For me, accepting my child as he was, and doing whatever I could to help him grow into a happy healthy adult just as he was was more important that visiting a surgeon to change him. Exposing him to Deaf adults gave him the security of having Deaf role models, and seeing that he could live a successful life--deaf or not. I believed--and still believe with all my heart, that it is more important to concentrate on the strengths a child has, rather than to spend all of your time focusing on what that child is missing. When that is the case, we sacrifice emotional and mental health for the sake of oral language skills. I don't think the trade off is worth it. And all you have to do is read the stories of Deaf adults on this board to see that we are crippling our children by not allowing them to be comfortable and secure in their deafness.
I ahve no problems with parents who choose to implant their children. I have a problem with parents who refuse to allow their child to be deaf. That means exposing them to deaf culture, exposing them to their native language, and CI or not, embracing the fact that they are deaf. Teach them Deaf history, show them how beautiful their language is. Allow your children to teach you something instead of spending all of your time trying to make them interpret meaningless sounds and repeat meaningless syllables.
Having a Deaf son has taught me many things. I have learned and grown as a person from the experience. I am grateful for that. Had I not been given a deaf child, I would never have been exposed to a group of people that have given me so much, I would never have made some of the valuable friends I have made. I would never have opened my mind to the fact that to be deaf is nothing more than to be deaf. It has nothing to do with an inabiltiy to hear sound--it is simply deaf. So what? Big deal! He's deaf.
My son was a member of the signing choir at his deaf school, and watching them perform was one of the most moving experiences of my life. I was always moved to tears when I watched their performances. One day, a hearing friend asked me what the most imprtant thing was that I had learned from raising a deaf child.
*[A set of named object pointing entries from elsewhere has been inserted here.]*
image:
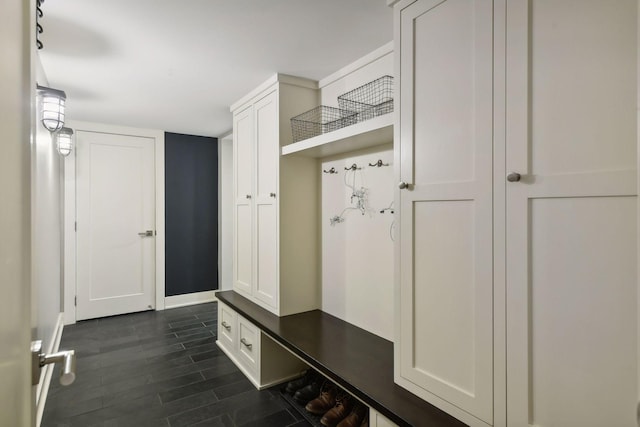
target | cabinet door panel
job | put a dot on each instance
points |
(243, 157)
(572, 285)
(445, 343)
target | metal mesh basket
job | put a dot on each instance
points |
(321, 119)
(370, 100)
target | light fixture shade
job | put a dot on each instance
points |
(65, 141)
(53, 101)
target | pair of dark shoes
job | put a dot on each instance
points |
(338, 409)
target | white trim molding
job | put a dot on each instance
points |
(189, 299)
(70, 213)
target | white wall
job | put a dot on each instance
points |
(357, 254)
(46, 235)
(16, 86)
(46, 243)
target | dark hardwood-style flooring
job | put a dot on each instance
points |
(158, 369)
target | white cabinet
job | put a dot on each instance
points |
(517, 262)
(571, 221)
(444, 349)
(262, 360)
(276, 208)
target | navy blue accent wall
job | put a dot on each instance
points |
(191, 213)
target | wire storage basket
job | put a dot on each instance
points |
(370, 100)
(319, 120)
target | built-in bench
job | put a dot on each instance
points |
(358, 361)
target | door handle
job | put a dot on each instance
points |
(246, 344)
(39, 359)
(514, 177)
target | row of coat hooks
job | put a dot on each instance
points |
(355, 167)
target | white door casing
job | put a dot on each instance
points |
(445, 255)
(572, 257)
(115, 202)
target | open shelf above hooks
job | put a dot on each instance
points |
(370, 133)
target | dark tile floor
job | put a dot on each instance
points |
(158, 369)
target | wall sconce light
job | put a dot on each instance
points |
(65, 141)
(53, 101)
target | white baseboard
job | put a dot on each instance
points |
(189, 299)
(47, 371)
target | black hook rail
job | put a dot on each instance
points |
(378, 164)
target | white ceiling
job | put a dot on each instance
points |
(177, 65)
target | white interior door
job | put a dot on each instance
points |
(572, 257)
(446, 219)
(115, 224)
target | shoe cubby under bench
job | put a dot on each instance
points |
(356, 360)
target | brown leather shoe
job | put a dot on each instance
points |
(342, 408)
(357, 417)
(325, 401)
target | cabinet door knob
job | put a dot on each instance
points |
(246, 344)
(514, 177)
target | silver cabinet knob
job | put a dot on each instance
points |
(514, 177)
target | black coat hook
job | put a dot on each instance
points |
(378, 164)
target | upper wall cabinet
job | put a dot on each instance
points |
(276, 208)
(517, 268)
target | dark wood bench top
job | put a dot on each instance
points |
(358, 361)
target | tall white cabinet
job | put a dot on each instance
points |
(517, 262)
(276, 207)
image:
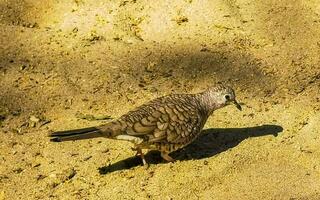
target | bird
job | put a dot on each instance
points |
(165, 124)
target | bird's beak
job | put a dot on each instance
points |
(237, 105)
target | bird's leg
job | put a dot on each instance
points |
(140, 153)
(166, 156)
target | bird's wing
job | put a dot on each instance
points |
(169, 119)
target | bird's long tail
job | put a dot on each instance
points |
(81, 134)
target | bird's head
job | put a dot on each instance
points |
(220, 96)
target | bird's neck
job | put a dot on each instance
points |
(208, 100)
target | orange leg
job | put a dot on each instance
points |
(140, 153)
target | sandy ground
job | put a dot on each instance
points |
(61, 60)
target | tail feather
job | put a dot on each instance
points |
(77, 134)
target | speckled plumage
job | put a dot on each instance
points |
(165, 124)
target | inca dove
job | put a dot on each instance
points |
(165, 124)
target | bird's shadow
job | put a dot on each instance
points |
(209, 143)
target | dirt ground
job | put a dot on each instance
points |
(64, 61)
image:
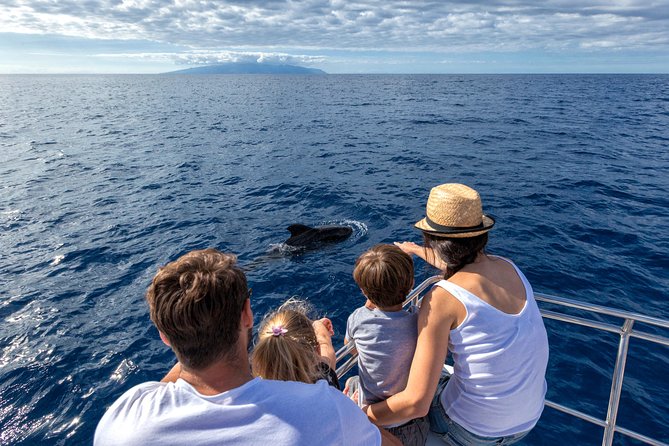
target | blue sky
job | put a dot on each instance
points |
(338, 36)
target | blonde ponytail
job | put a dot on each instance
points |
(287, 347)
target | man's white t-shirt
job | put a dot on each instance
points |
(262, 412)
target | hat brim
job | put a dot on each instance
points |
(487, 223)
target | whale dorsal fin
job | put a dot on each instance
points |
(298, 229)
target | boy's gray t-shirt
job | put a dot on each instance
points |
(386, 342)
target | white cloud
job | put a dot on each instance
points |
(247, 29)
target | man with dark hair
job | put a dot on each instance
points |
(201, 307)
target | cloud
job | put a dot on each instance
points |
(245, 30)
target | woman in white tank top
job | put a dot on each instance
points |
(485, 314)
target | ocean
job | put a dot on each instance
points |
(105, 178)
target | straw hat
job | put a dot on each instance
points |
(454, 210)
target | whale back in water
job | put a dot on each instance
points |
(302, 236)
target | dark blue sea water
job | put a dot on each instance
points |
(104, 178)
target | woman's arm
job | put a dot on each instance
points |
(324, 332)
(426, 254)
(437, 316)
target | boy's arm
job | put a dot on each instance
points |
(388, 439)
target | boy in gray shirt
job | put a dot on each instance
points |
(384, 333)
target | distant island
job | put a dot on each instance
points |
(248, 68)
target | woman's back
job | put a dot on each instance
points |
(500, 352)
(495, 281)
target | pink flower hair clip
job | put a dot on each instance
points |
(278, 330)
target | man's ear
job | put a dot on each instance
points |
(164, 339)
(247, 315)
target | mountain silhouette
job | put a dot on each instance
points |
(248, 68)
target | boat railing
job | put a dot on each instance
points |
(347, 357)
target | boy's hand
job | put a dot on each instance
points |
(323, 327)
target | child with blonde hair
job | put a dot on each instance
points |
(385, 334)
(292, 347)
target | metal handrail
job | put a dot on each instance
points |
(626, 331)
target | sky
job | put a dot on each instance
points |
(337, 36)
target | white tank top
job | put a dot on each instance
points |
(498, 385)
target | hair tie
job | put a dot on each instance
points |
(278, 330)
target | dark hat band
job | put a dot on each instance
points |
(456, 229)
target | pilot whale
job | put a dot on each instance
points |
(306, 237)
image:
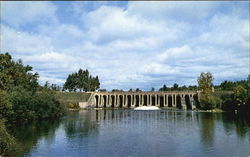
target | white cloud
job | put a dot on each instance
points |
(22, 42)
(139, 46)
(21, 13)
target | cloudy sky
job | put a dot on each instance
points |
(129, 44)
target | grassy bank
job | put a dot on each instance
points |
(71, 99)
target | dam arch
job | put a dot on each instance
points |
(175, 99)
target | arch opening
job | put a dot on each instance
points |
(188, 103)
(196, 101)
(161, 101)
(112, 101)
(144, 100)
(129, 100)
(104, 100)
(96, 101)
(170, 101)
(120, 101)
(137, 101)
(178, 101)
(153, 100)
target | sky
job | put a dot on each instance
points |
(131, 44)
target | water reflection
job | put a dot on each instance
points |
(137, 133)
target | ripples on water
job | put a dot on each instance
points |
(118, 133)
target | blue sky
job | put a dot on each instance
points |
(129, 44)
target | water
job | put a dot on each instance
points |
(128, 133)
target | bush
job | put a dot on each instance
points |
(209, 101)
(46, 105)
(8, 143)
(5, 105)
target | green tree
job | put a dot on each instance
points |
(205, 82)
(81, 81)
(240, 95)
(5, 105)
(208, 100)
(175, 86)
(16, 74)
(152, 89)
(8, 143)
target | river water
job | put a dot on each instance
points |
(129, 133)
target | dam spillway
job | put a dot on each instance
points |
(176, 99)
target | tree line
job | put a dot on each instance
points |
(22, 99)
(81, 81)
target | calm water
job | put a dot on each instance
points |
(118, 133)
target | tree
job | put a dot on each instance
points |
(152, 89)
(82, 81)
(164, 88)
(208, 100)
(240, 95)
(16, 74)
(175, 86)
(205, 82)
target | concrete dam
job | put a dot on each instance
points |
(177, 99)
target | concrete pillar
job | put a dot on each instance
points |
(175, 100)
(149, 100)
(172, 100)
(158, 99)
(124, 101)
(167, 100)
(116, 101)
(163, 100)
(183, 103)
(191, 98)
(155, 100)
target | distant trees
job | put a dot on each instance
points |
(176, 87)
(205, 83)
(22, 99)
(152, 89)
(229, 85)
(82, 81)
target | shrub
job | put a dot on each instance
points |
(8, 143)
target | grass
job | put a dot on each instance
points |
(72, 99)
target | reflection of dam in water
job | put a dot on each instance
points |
(131, 115)
(178, 99)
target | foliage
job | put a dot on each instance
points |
(229, 85)
(8, 143)
(21, 97)
(16, 74)
(176, 87)
(71, 100)
(5, 105)
(205, 82)
(152, 89)
(81, 80)
(208, 100)
(238, 100)
(240, 95)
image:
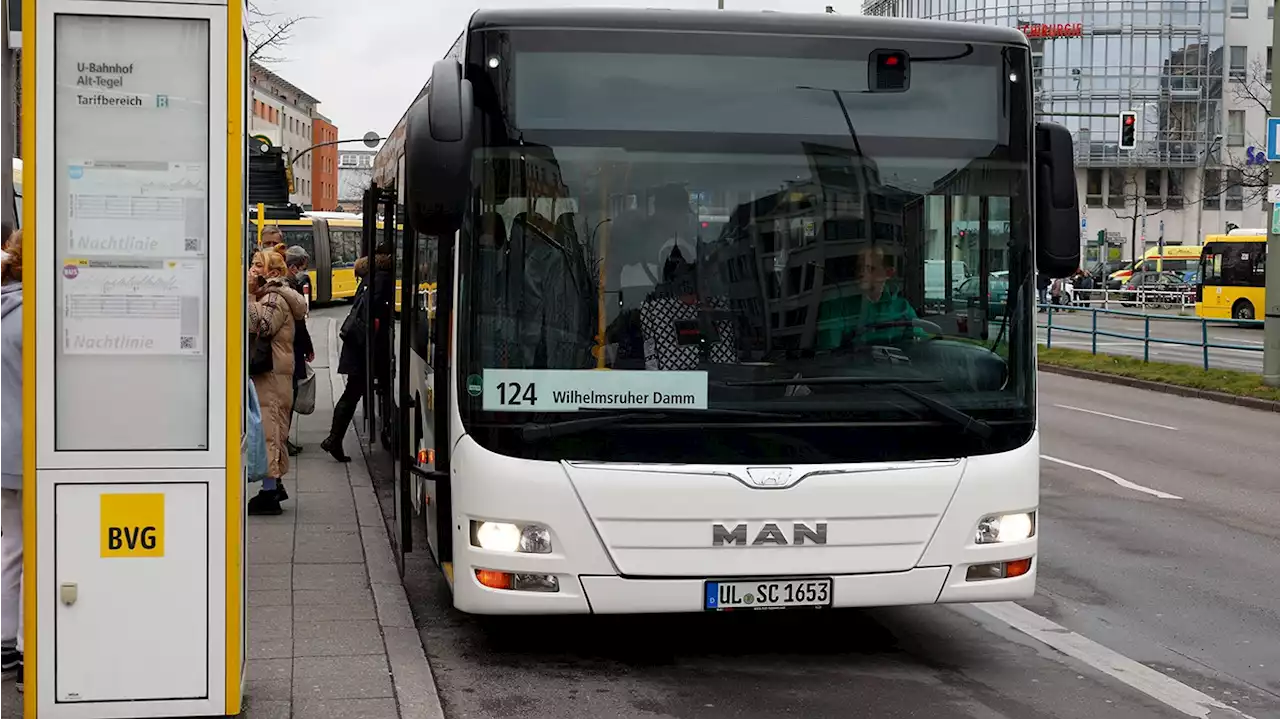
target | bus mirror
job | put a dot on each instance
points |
(438, 152)
(1057, 209)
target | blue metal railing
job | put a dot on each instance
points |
(1146, 338)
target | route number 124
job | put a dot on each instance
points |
(513, 394)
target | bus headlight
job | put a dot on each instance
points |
(504, 536)
(1006, 527)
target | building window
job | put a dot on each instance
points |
(1174, 195)
(1234, 189)
(1155, 198)
(1239, 59)
(1093, 188)
(1235, 128)
(1116, 191)
(1212, 193)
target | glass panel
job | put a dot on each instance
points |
(764, 216)
(1235, 128)
(131, 233)
(1174, 192)
(1118, 189)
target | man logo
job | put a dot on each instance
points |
(769, 534)
(769, 476)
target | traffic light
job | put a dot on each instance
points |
(1128, 129)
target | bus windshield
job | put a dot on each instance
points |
(753, 209)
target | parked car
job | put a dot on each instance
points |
(1156, 288)
(997, 293)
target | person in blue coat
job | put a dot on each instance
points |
(10, 452)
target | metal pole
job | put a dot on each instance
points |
(1200, 183)
(1271, 321)
(7, 97)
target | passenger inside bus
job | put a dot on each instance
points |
(877, 315)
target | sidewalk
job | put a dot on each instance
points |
(329, 627)
(330, 635)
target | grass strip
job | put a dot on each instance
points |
(1229, 381)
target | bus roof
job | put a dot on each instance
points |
(1234, 237)
(744, 22)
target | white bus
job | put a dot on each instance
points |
(673, 353)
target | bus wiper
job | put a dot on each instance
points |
(837, 380)
(967, 422)
(603, 420)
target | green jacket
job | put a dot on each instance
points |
(856, 317)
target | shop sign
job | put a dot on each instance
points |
(1059, 30)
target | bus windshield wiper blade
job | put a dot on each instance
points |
(837, 380)
(599, 418)
(968, 422)
(897, 384)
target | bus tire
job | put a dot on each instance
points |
(1243, 310)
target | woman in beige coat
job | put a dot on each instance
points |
(273, 307)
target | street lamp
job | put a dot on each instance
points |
(1200, 206)
(370, 140)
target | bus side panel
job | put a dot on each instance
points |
(321, 279)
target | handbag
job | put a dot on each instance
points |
(260, 357)
(306, 401)
(353, 326)
(256, 466)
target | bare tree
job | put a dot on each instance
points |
(1253, 90)
(1136, 209)
(269, 31)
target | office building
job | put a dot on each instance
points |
(1187, 68)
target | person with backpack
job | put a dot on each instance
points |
(352, 362)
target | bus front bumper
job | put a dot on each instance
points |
(622, 595)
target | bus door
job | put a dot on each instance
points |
(387, 402)
(321, 280)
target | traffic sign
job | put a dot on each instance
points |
(1274, 140)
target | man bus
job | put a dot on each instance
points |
(620, 408)
(1233, 276)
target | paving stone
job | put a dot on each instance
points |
(347, 709)
(341, 677)
(337, 639)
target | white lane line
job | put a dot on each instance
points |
(1114, 416)
(1188, 700)
(1115, 479)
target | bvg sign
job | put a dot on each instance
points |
(132, 525)
(1060, 30)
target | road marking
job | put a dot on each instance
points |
(1114, 417)
(1189, 701)
(1115, 479)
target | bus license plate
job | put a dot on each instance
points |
(766, 594)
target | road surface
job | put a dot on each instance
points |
(1183, 586)
(1161, 328)
(1157, 599)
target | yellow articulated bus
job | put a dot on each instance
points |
(333, 246)
(1174, 259)
(1233, 276)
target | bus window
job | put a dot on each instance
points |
(1233, 264)
(343, 246)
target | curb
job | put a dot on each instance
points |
(416, 695)
(1220, 397)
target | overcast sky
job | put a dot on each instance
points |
(368, 59)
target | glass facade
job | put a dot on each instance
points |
(1161, 58)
I said "I learned that music seen is as beautiful as music heard." For me, that says it all--the deaf experience is every bit as full and rich as the hearing experience is.
Because my son is deaf, I have had contact with numerous parents and numerous deaf children. I have seen the way that some of these children suffer. They are slow to develop social skills, they may speak well, but their communication skills are lacking, they have no zest or zeal for life. They are unhappy, and they are angry. And yes, some of these children have had CI. But the focus is so much on their oral skills and improving their abiltiy to attend to sound that their very souls are being neglected. They are not permitted to be children. And it is not necessary. There is a way to give your child communication and a childhood. There is a way to provide for all of your child's needs, not just their speech and residual hearing. I know there is a way, because the Deaf community showed me the way. I will be forever grateful. And my heart will always bleed for those deaf children who are denied the opportunity to know, from early childhood on, that they are only deaf, not broken. That whatever language they use is absolutely wonderful, that they don't have to do it the way the hearing people do to be accepted and loved. If that makes me a militant, so be it. I'll wear the label with pride. And yes, my son has to live in a hearing world, but he had to learn how to live as the deaf person he was first.